You’re not a real art fair until you’ve got a fringe fair shadowing your event. Art Dubai is in full swing and so is the Bastakiya Art Fair, the fringe doppelganger. Katie Boucher explains in Abu Dhabi’s The National:
Over the last decade, fringe art fairs have played an increasingly important role in the commercial art market, providing cash-rich collectors with access to the most cutting edge work around. The Frieze Art Fair, established in London in 2003 to bring a flush of young talent and money to the capital, now lures collectors from around the world, and has since spawned its own fringe event, Zoo Art Fair. [ . . . ]
Previously known as the Creek Art Fair, BAF is in its third year. “We changed the name because it takes place in the al Bastakiya area of Dubai,” says Doherty. “It’s entrenched in that location and we thought it suited it better.”

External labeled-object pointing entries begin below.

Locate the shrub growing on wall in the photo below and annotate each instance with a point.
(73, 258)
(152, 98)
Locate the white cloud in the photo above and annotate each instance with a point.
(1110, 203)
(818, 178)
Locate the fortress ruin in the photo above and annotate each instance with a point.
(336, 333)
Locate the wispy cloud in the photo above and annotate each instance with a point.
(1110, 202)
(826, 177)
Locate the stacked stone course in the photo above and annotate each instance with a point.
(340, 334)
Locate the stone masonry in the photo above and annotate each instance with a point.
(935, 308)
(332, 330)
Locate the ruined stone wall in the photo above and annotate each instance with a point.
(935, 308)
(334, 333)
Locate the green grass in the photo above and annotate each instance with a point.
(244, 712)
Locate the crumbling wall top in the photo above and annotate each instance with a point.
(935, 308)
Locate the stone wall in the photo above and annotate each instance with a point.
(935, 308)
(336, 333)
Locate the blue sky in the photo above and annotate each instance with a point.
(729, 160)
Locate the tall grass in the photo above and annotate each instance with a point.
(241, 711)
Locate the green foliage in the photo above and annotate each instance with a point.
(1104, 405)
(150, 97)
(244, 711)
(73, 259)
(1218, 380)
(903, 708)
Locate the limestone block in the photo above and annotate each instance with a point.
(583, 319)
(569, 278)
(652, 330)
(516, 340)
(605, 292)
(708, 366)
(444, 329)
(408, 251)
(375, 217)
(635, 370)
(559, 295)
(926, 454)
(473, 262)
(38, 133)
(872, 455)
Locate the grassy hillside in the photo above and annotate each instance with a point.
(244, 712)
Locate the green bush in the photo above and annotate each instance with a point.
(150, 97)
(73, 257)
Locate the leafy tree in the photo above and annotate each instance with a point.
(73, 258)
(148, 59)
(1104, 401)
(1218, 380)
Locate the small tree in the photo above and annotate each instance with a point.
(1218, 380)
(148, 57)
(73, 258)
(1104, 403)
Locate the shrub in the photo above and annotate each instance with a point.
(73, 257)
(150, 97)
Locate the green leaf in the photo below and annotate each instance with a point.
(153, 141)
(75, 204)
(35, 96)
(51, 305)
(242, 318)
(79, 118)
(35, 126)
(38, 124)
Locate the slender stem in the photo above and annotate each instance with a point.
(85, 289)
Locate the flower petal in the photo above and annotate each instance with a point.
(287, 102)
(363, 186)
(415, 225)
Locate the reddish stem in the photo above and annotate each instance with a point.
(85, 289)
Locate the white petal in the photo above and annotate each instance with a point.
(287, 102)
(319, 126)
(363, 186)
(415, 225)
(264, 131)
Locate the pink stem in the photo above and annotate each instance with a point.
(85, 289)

Its fringe credentials were stepped up in January when its funding fell through. “We looked around and said: ‘Can we still do this fair?’ We only had the fees from each participant, but we just decided to go with it because the idea is that it’s a fringe event.”
And so their survival mantra – “more fringe than ever” – was born. “It became much more of a community event because we had no money,” Doherty says. Thankfully, the Dubai Culture & Arts Authority (DCAA) recently stepped in with some funding, but its scant budget has resulted in a sharper focus for this year, with the event’s emphasis remaining on the art itself, as well as a daily programme of talks.
“It started off as a budget thing, but actually it simplifies it because there is so much happening this year with the Biennial, Art Dubai and the Abu Dhabi International Book Fair.”
Twelve houses in the Bastakiya neighbourhood of Dubai, as well as their courtyards, have been transformed into contemporary gallery spaces. The artists exhibiting are a mind-bogglingly international mix. The British-born, UAE-based photographer Mark Pilkington will be exhibiting alongside Mizmah, a collective of six arts graduates from Zayed University in Abu Dhabi. Saatchi Online, the online arm of the world-famous and recently relocated contemporary Saatchi Gallery in London, will occupy an entire house, where the writer and curator Ana Finel Honigman has selected the best of Saatchi Online’s Middle Eastern artists. And the Diesel Art Space, an international initiative that aims to encourage young artists in the field of contemporary art by salvaging public spaces, will display work by an artist who has never shown publicly before.